It's not so difficult to show a list of the current visitors. There are modules for that, and the code isn't too difficult to bake yourself.
But is it also possible to have a list of the current visitors PLUS the pages (oh well, the nodes) they are visiting??? If so, of course: how???

Comments

mtsanford’s picture

I wrote a module that does something similar that involves tracking user's node visits.

Basically you need a module to stash away the last visited page for each user in a table.

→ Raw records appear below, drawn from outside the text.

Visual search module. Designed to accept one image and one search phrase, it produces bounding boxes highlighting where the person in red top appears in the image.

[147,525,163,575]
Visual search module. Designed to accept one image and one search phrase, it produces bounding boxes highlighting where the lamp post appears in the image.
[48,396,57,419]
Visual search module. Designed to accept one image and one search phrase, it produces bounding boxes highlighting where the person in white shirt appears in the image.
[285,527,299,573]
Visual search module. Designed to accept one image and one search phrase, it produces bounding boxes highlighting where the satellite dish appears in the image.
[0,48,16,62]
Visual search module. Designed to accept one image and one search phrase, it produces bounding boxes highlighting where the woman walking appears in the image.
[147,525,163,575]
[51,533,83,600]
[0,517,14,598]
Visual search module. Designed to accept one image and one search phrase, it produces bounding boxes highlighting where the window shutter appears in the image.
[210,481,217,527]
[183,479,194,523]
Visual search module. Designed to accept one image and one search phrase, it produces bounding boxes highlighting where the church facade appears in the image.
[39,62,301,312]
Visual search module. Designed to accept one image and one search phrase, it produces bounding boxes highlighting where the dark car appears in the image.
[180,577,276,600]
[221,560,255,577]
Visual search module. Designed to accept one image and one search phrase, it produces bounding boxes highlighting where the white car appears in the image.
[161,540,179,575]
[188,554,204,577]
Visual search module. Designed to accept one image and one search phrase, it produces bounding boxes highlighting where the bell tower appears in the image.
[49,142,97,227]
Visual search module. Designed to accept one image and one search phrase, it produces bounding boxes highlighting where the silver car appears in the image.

The crux of it is this:

/**
 *  hook_init()
 *  Keep track of the last node visited by each user
 */
 function user_sync_init() {
  global $user;

  /** 
     * IGNORE FRONT PAGE LOADS
     * Some modules may be buggy and cause the browser to fetch the root document rather than a file
     *  Drual will reroute that to the <front> page, causing an eroneous page load.
     *  we do not want to register that as a page visit...
     */
  if (empty($_SERVER['QUERY_STRING'])) {
    return;
  }
  
  /** 
     * IGNORE PREFETCH!
     * Prefetch is a cool firefox feature, but messes things up when there is a <link rel="next"> tag created by
     *  modules like 'book' 
     * !TODO other browsers support prefetch?
     */
  if (strcmp ($_SERVER['HTTP_X_MOZ'], 'prefetch') == 0)
    return;
  
  $matches = array();
  if (preg_match('/^node\/([0-9]+)$/', $GLOBALS['_GET']['q'], $matches)) {
    if (user_is_logged_in()) {
        $result = db_query("SELECT * FROM {user_sync_nodes} WHERE uid = %d", $user->uid);
        if (($follow_rec = db_fetch_object($result)) == FALSE) {
          // The user does not have a record yet.  Create one.
          $follow_rec = new stdClass();
          $follow_rec->uid = $user->uid;
          drupal_write_record('user_sync_nodes', $follow_rec);
        }
        $follow_ok = $follow_rec->allow_follow;
        
        if ($follow_ok) {
          $follow_rec->nid = (int)$matches[1];
          drupal_write_record('user_sync_nodes', $follow_rec, 'uid');
        }

      }
  }
}

nevets’s picture

If you only care about node visits a simpler approach would be to use hook_nodeapi and the case where $op = 'view' since it gets rid of the path parsing.

mtsanford’s picture

The problem with this is that other nodes can be loaded on the same page load (through views, etc.), and you don't know if it's for the main content or not.

nevets’s picture

The last parameter tell you if it's a page load. And if you don't trust it you can always compare $node->nid to arg(1).

mtsanford’s picture

Ah, indeed.

You'll still need to check for page prefetching by the browser (only firefox as far as I know).